Parte 1 — Montar dados e gráfico no Google Sheets
- No Sheets, crie uma tabela com este exemplo (ou dados reais):
Mês | Receita | Custo
Jan | 120000 | 70000
Fev | 135000 | 82000
Mar | 128000 | 76000
Abr | 150000 | 90000
Mai | 160000 | 95000
Jun | 155000 | 92000- Selecione o intervalo e insira um gráfico:
- Para tendência: gráfico de linhas com duas séries (Receita e Custo).
- Para comparação mês a mês: colunas (agrupadas) com duas séries.
- Estilize no Sheets:
- Defina cores fixas (ex.: Receita azul, Custo laranja).
- Ative legenda em posição clara.
- Adicione título curto (ex.: “Receita vs Custo (1º semestre)”).
- Formate números (R$ e separador de milhar).
Parte 2 — Inserir no Google Slides e ajustar
- No Slides, crie um slide com espaço para o gráfico e um texto de apoio (ex.: 1 frase com o insight).

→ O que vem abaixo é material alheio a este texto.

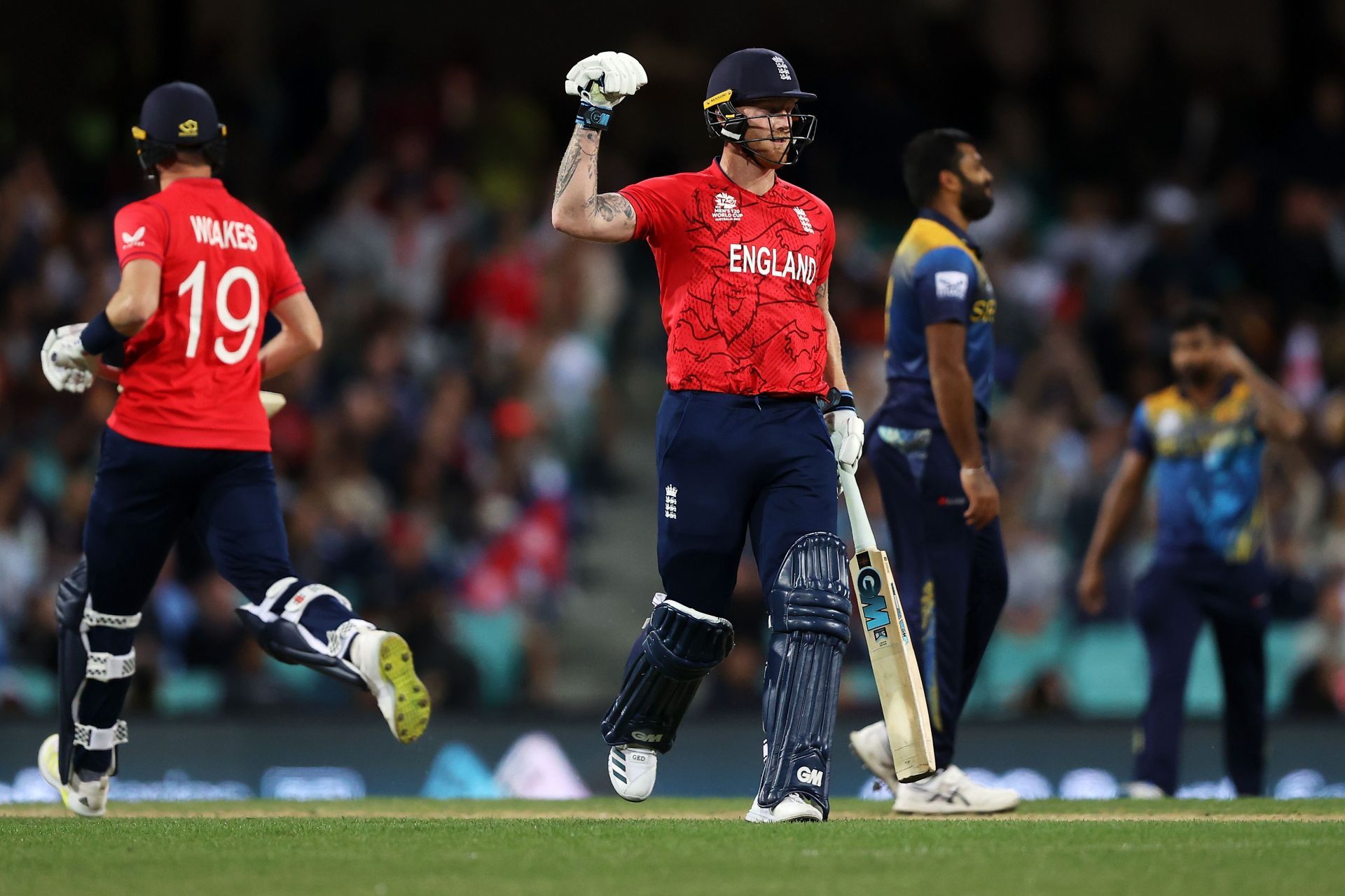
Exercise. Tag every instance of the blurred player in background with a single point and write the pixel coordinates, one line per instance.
(755, 384)
(931, 460)
(188, 441)
(1204, 436)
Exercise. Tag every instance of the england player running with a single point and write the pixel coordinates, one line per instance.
(1204, 439)
(188, 441)
(931, 460)
(743, 429)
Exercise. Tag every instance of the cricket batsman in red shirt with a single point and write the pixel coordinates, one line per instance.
(190, 441)
(754, 422)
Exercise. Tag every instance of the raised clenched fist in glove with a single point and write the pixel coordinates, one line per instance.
(605, 80)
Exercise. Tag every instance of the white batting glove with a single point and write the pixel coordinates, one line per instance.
(605, 78)
(65, 362)
(846, 429)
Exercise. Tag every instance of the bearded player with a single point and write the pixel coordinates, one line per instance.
(1204, 439)
(188, 441)
(932, 462)
(755, 419)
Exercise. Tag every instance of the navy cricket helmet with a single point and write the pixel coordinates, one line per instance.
(178, 116)
(755, 74)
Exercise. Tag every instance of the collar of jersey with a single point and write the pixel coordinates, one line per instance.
(719, 170)
(198, 182)
(939, 219)
(1225, 388)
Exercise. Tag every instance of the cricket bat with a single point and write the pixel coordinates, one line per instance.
(895, 670)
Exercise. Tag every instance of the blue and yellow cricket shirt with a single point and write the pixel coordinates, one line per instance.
(937, 276)
(1208, 469)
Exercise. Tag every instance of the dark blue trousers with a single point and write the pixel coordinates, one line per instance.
(732, 466)
(951, 577)
(1172, 605)
(146, 494)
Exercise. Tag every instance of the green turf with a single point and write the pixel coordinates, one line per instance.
(422, 846)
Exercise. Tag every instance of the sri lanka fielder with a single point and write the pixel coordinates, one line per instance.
(1204, 439)
(931, 460)
(188, 441)
(754, 387)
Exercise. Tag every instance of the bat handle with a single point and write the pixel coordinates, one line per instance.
(860, 526)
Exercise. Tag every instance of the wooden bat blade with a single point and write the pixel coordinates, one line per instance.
(895, 670)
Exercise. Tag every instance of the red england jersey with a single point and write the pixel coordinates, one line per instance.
(191, 375)
(739, 277)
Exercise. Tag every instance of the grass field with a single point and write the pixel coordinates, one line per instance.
(670, 846)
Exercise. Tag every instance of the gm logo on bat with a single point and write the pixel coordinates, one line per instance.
(874, 603)
(877, 614)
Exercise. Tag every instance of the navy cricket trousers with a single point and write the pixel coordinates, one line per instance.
(146, 494)
(1172, 605)
(953, 579)
(731, 466)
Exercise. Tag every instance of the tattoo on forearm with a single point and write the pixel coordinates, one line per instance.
(571, 162)
(611, 205)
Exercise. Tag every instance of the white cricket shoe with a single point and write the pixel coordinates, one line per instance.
(951, 793)
(871, 747)
(795, 808)
(385, 662)
(88, 798)
(631, 771)
(1143, 790)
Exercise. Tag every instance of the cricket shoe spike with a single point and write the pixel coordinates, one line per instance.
(385, 662)
(951, 793)
(631, 771)
(794, 808)
(871, 747)
(86, 798)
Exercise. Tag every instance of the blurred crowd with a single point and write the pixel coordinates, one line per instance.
(440, 459)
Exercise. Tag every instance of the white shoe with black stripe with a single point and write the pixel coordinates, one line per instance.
(88, 798)
(631, 771)
(794, 808)
(951, 793)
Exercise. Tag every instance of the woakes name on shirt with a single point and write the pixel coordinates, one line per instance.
(228, 235)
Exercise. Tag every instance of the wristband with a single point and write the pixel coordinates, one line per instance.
(592, 118)
(839, 400)
(100, 336)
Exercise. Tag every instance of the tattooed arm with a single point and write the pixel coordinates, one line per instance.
(834, 371)
(579, 209)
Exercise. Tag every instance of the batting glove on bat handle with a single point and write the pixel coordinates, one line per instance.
(602, 81)
(846, 429)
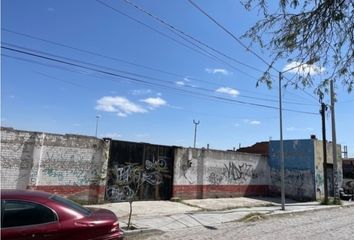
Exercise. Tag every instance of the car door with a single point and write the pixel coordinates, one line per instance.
(28, 220)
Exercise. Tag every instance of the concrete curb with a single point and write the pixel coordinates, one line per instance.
(280, 213)
(144, 232)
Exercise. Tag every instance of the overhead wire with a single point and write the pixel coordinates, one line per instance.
(149, 77)
(140, 80)
(239, 41)
(186, 37)
(199, 50)
(118, 59)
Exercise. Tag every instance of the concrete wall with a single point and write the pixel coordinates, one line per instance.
(319, 168)
(299, 167)
(202, 173)
(71, 165)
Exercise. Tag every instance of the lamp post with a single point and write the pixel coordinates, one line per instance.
(195, 130)
(97, 118)
(282, 185)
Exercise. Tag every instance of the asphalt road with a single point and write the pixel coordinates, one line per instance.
(335, 223)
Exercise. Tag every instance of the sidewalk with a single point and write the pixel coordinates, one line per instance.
(169, 216)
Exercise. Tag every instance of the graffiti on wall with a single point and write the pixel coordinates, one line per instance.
(298, 183)
(127, 179)
(240, 173)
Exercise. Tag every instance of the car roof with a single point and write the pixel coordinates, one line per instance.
(28, 195)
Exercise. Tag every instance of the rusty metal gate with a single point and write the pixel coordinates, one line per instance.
(139, 171)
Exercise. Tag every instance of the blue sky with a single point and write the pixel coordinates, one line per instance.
(146, 83)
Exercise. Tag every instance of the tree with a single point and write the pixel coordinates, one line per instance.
(310, 34)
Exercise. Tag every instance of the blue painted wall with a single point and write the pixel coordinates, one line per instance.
(299, 163)
(298, 154)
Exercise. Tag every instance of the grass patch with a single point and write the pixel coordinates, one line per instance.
(252, 217)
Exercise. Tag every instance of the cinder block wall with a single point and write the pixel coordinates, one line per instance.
(70, 165)
(203, 173)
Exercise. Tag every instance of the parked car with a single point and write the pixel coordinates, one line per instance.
(39, 215)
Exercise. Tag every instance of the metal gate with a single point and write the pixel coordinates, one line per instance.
(139, 171)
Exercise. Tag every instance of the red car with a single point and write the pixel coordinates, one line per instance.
(39, 215)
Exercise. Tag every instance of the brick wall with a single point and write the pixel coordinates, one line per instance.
(70, 165)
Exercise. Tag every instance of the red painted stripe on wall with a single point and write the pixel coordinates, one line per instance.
(94, 191)
(203, 191)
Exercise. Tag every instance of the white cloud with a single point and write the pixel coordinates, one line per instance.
(303, 69)
(295, 129)
(251, 122)
(218, 70)
(119, 105)
(228, 90)
(154, 102)
(140, 92)
(180, 83)
(111, 135)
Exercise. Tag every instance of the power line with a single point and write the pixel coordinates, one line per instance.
(149, 77)
(115, 59)
(231, 34)
(199, 50)
(181, 33)
(238, 40)
(142, 81)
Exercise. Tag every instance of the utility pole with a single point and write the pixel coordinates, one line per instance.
(282, 179)
(334, 145)
(324, 143)
(97, 118)
(195, 130)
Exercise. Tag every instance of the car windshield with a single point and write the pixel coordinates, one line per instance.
(71, 204)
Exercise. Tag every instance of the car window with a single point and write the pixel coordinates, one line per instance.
(21, 213)
(71, 204)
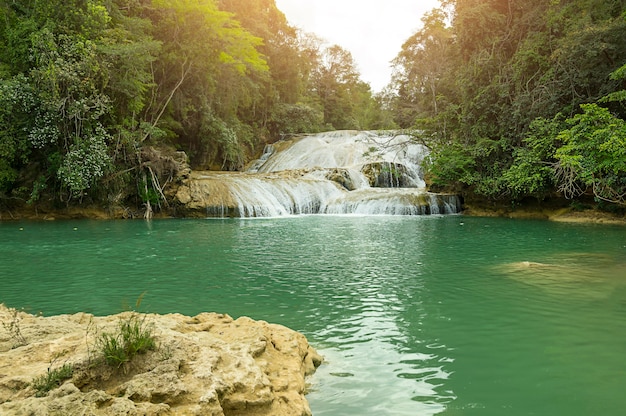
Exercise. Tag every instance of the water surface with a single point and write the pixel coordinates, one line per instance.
(414, 315)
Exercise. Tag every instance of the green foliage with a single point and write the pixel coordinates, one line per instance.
(85, 84)
(133, 336)
(488, 90)
(294, 118)
(593, 155)
(14, 329)
(52, 379)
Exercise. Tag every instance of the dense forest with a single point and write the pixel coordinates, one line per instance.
(519, 100)
(516, 100)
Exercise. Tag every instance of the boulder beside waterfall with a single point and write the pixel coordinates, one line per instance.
(209, 365)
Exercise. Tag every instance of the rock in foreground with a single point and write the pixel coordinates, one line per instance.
(209, 364)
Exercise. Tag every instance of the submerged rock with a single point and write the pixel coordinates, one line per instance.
(209, 364)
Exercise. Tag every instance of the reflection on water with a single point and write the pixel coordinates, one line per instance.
(415, 316)
(370, 348)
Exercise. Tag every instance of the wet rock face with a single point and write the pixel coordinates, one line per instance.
(209, 364)
(387, 175)
(342, 177)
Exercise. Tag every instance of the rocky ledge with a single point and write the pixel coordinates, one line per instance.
(209, 364)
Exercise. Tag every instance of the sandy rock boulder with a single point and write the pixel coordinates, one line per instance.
(209, 364)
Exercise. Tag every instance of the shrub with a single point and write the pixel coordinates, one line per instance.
(134, 336)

- Insira o gráfico via Inserir > Gráfico > De Planilhas e marque Vincular à planilha.
- Ajuste o tamanho do gráfico para que rótulos e legenda fiquem legíveis à distância.
- Adicione um subtítulo/nota no slide com a leitura esperada (ex.: “Custo cresce mais rápido a partir de abril”).
Parte 3 — Atualizar dados no Sheets e refletir no Slides
- No Sheets, altere um dado para simular atualização (ex.: mude
Jun Custode92000para98000). - Volte ao Slides, clique no gráfico e use Atualizar.
- Verifique se:
- As cores das séries permaneceram consistentes.
- Os rótulos continuam legíveis.
- A escala do eixo não gerou interpretação enganosa.
Parte 4 — Validação em modo de apresentação (checagem de leitura)
- Entre em Apresentar.
- Faça um teste de 5 segundos: alguém consegue responder rapidamente “o que está acontecendo” no gráfico?
- Checklist de validação:
- O título explica o que é e o período?
- As séries estão identificadas sem esforço (legenda clara)?
- Há excesso de categorias/séries?
- Os números importantes aparecem (rótulos ou destaque)?
- Existe algum elemento que possa distorcer percepção (3D, eixo cortado sem intenção)?
Se a leitura falhar, simplifique: reduza séries, aumente o gráfico, troque pizza por barras/colunas quando houver muitas categorias, ou destaque apenas o dado-chave com anotação no slide.